Wed | Jun 7, 2023

Kestna Davis tames 'Iron Dawg' Raye

Published:Sunday | October 8, 2017 | 12:00 AMLeroy Brown
Miguel ‘Iron Dog’ Ray (left) and Kestna Davis square up to each other ahead of last Saturday’s professional showdown at the Wray & Nephew Fight Night. Davis won the bout by unanimous decision.

A mixed reception greeted the outcome of the super-middleweight bout last Saturday night, at the Alpart Sports Club in St Elizabeth, between promising middleweight boxer Kestna Davis and boxer-comedian Miguel 'Iron Dawg' Raye. Their six-round bout was the feature attraction on a six-fight ProAM card, promoted by Creative Sports and I-Fight Promotions in collaboration with the Jamaica Boxing Board, that was dubbed 'Wray and Nephew Fight Night'.

Davis won by unanimous decision, as judges Lindell Allen, 60-54; Ransford Burton, 59-55; and Eion Jardine, 60-50; gave him victory by a wide margin. The antics that came from Raye, his lack of boxing skills and the failure of Davis to end the fight early as he had promised, led to a spirited debate after the fight ended, and there is every indication that it will continue.

There were two professional bouts on the card, and in the other six-rounder, the judges had Toriano Nicholas defeating Doran Weir by unanimous decision, 60-54.




There was a war of words before the fight, and Davis stated publicly that it would not go the distance. He tried to knock out his opponent, but Raye used fair and foul means to frustrate him. He clinched, chatted, used his head as part of attack, and drew several cautions from referee Peter Richards. In the end, Davis was relieved when the fight ended, and said he had become frustrated by his opponent's behaviour. He conceded, however, that he had learnt a lot from the fight. "Iron Dawg is very unorthodox and did not give me room to fight. My tactics were also bad, as I should have stayed outside and attack his body. Anyhow, I did not do this and he went six rounds. I learnt a lot, however, and will be better next time around," he conceded.

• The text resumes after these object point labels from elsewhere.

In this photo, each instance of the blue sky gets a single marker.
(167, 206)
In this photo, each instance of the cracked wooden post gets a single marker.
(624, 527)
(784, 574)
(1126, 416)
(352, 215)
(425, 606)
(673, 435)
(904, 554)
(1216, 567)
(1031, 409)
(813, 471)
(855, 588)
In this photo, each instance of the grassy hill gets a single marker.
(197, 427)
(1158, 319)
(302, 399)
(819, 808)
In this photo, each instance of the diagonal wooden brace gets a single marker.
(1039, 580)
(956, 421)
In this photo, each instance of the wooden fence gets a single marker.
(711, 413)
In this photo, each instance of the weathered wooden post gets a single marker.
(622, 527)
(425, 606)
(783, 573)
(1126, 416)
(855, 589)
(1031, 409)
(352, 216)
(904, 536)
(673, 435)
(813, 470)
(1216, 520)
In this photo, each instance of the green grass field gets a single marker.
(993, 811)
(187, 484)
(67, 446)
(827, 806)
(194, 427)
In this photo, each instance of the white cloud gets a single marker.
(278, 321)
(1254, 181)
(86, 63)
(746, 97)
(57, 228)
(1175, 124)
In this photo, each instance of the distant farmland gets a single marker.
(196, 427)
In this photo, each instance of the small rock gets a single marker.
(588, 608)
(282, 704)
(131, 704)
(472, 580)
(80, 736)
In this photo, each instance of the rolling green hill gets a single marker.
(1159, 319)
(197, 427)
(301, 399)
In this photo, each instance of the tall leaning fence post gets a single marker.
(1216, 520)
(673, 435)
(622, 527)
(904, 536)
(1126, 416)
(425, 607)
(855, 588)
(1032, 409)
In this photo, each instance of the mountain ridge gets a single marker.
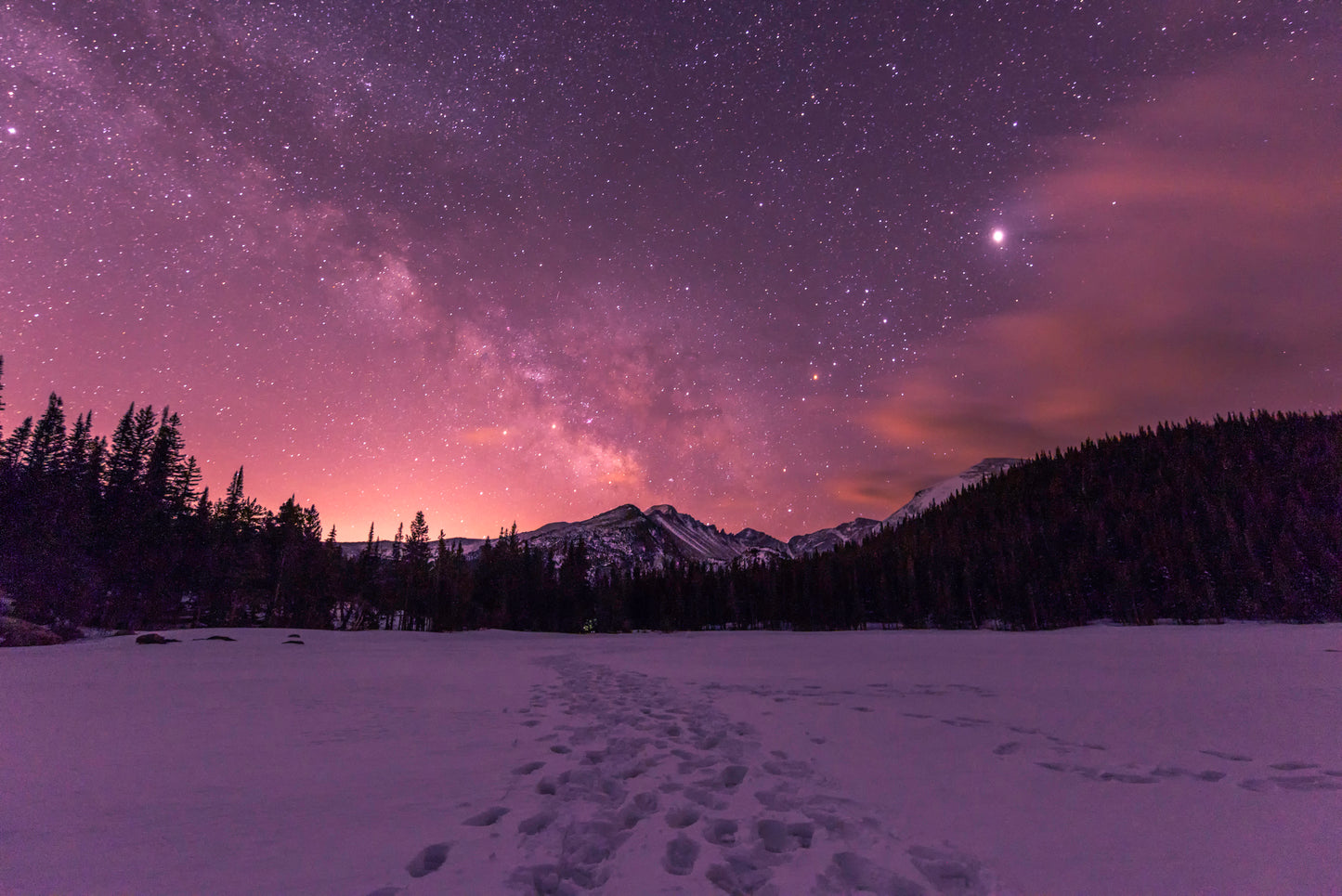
(632, 539)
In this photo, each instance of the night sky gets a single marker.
(775, 263)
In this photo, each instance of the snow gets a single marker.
(1086, 760)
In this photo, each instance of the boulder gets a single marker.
(152, 637)
(21, 633)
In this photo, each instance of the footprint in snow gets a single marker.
(488, 817)
(425, 862)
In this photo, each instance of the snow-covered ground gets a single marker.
(1086, 760)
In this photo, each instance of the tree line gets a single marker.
(1239, 518)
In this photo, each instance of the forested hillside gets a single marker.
(1240, 518)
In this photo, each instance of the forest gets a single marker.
(1238, 518)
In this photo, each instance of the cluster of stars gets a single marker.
(525, 262)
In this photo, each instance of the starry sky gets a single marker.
(775, 263)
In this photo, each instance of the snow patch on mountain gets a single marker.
(627, 539)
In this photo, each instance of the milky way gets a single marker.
(777, 265)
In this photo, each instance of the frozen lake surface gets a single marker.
(1086, 760)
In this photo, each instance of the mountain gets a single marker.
(860, 528)
(630, 539)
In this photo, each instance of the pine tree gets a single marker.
(47, 448)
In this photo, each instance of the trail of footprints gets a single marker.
(630, 763)
(633, 765)
(1052, 753)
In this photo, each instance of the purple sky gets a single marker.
(524, 262)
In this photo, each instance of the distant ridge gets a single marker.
(631, 539)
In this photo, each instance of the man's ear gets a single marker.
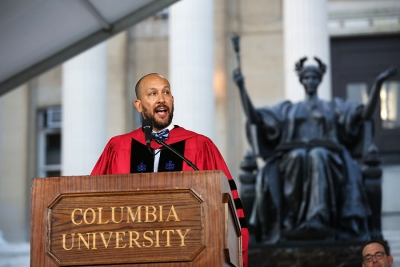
(138, 105)
(390, 257)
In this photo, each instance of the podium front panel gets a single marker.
(152, 219)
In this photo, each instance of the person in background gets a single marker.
(376, 253)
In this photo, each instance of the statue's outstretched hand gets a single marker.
(238, 78)
(391, 71)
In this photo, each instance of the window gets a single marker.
(49, 143)
(390, 105)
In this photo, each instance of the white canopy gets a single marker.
(36, 35)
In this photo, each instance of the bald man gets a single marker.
(128, 153)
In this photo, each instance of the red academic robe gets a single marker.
(199, 149)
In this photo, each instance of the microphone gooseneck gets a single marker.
(147, 127)
(161, 142)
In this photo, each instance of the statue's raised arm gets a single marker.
(375, 91)
(248, 107)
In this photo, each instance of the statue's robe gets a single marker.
(309, 181)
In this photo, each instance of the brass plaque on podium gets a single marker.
(125, 227)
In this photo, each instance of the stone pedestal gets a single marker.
(306, 254)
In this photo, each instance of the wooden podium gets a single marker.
(152, 219)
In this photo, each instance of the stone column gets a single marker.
(83, 110)
(305, 28)
(191, 65)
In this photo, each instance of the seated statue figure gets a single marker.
(310, 186)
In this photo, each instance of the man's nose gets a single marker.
(161, 98)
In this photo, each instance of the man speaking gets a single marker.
(137, 152)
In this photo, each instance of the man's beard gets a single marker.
(159, 125)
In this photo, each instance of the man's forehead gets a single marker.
(154, 81)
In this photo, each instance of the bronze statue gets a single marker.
(310, 185)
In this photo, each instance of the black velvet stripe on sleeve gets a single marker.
(142, 159)
(232, 185)
(238, 203)
(169, 161)
(243, 222)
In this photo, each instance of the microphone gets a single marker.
(161, 142)
(147, 127)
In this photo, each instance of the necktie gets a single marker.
(163, 135)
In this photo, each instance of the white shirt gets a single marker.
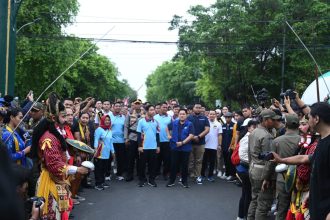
(170, 113)
(211, 139)
(96, 120)
(243, 148)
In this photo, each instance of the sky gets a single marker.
(143, 20)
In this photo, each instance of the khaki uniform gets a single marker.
(286, 146)
(260, 140)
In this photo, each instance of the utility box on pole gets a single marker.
(8, 12)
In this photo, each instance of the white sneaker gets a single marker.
(223, 177)
(120, 178)
(199, 180)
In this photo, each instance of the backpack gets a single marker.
(235, 160)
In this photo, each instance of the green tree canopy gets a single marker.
(44, 51)
(238, 43)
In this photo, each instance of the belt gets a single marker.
(257, 165)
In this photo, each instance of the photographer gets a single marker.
(319, 204)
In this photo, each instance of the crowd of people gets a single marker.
(279, 156)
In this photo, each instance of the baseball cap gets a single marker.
(38, 106)
(138, 101)
(291, 119)
(267, 113)
(228, 114)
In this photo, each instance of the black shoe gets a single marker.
(129, 179)
(99, 188)
(87, 185)
(105, 185)
(185, 185)
(170, 184)
(141, 183)
(152, 183)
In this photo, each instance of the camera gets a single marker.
(262, 95)
(292, 96)
(266, 156)
(288, 93)
(37, 200)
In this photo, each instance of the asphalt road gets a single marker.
(212, 200)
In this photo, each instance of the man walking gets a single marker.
(130, 135)
(148, 139)
(202, 128)
(118, 122)
(286, 146)
(261, 172)
(163, 120)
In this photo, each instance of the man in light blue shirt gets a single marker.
(148, 138)
(163, 120)
(117, 128)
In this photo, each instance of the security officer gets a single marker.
(261, 172)
(286, 146)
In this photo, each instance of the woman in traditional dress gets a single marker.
(50, 146)
(298, 209)
(18, 142)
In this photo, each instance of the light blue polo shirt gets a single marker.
(117, 128)
(163, 122)
(148, 132)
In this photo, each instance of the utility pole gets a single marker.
(8, 12)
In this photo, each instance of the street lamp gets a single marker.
(27, 24)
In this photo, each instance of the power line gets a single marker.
(183, 43)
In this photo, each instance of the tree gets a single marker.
(238, 43)
(44, 51)
(172, 80)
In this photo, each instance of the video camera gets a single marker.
(292, 96)
(266, 156)
(38, 201)
(288, 93)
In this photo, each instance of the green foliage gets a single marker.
(238, 43)
(44, 51)
(172, 80)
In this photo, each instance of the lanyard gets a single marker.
(15, 141)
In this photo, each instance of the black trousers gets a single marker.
(179, 162)
(164, 158)
(147, 157)
(108, 166)
(121, 158)
(100, 170)
(229, 167)
(132, 153)
(209, 158)
(245, 199)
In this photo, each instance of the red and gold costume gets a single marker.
(53, 182)
(298, 211)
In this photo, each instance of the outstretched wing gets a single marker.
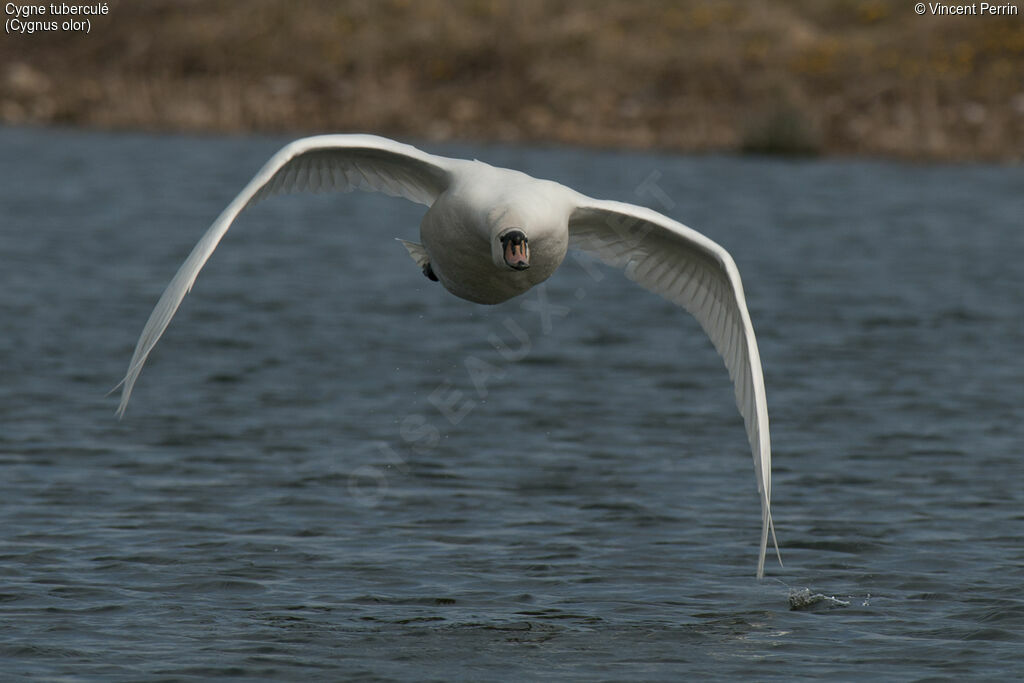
(692, 271)
(315, 164)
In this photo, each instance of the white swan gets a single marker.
(492, 233)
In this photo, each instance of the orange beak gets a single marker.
(515, 250)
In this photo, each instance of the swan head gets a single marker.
(514, 249)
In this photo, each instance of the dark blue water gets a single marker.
(329, 468)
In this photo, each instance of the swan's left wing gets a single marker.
(694, 272)
(323, 163)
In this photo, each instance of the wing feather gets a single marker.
(323, 163)
(694, 272)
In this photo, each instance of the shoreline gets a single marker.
(829, 79)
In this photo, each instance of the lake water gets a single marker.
(287, 499)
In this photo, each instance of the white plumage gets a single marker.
(473, 207)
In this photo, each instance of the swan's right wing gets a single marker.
(324, 163)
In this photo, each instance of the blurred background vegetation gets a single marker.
(795, 77)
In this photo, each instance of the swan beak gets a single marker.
(515, 250)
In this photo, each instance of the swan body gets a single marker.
(492, 233)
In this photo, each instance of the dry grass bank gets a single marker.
(845, 77)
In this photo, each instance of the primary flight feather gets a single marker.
(492, 233)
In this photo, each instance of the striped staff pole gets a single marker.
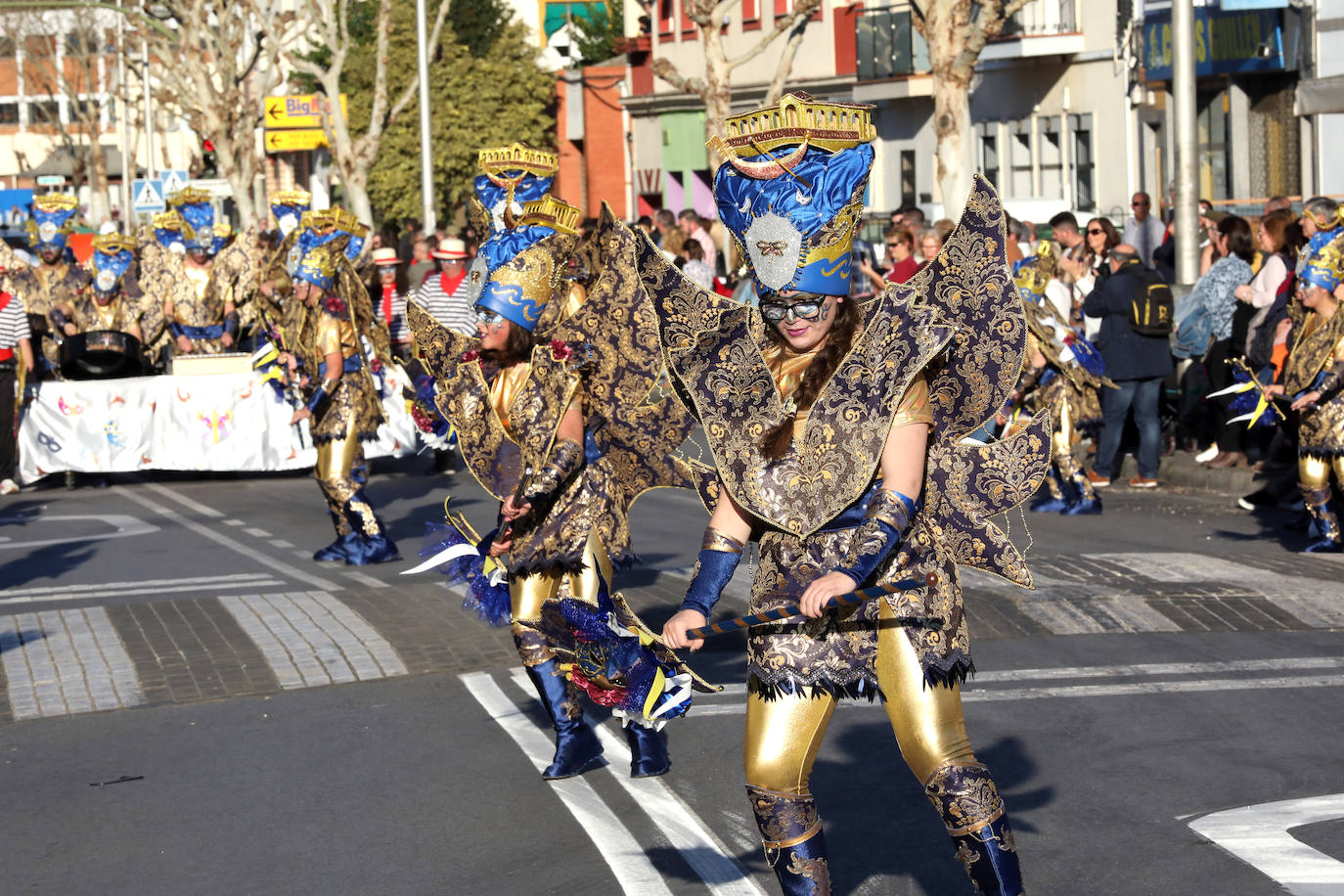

Raye was not too sure what he would do in the future. "I am not sure if I am going to continue to fight," he said. "His height and reach gave him the advantage, and I accept the decision of the judges. I am not sure if I am going to continue boxing. I may go into singing," he confessed.

In a very predictable fight, Nicholas easily won every round against Weir, and near the end, some spectators called out the boxers and told them, "You are boring. Fight."

In the amateur section of the programme, Jamaica and Guyana won two bouts each to square their series after four very entertaining and action-packed contests that gave spectators their money's worth. Jamaica won the first bout when bantamweight Marvin Shea defeated Claremont Gibson on points. Joel Williamson came back aggressively after being floored in the first round to score a second-round technical knockout victory over Jamaica's Ricardo Carter in a lightweight contest.

Colin Lewis had too much speed and punching power for Jamaica's junior welterweight boxer Patrick Sahadeo, and put his team in the lead 2-1, but middleweight Ian Darby salvaged some pride for Jamaica, by outpunching his rival Desmond Amsterdam for a win on points.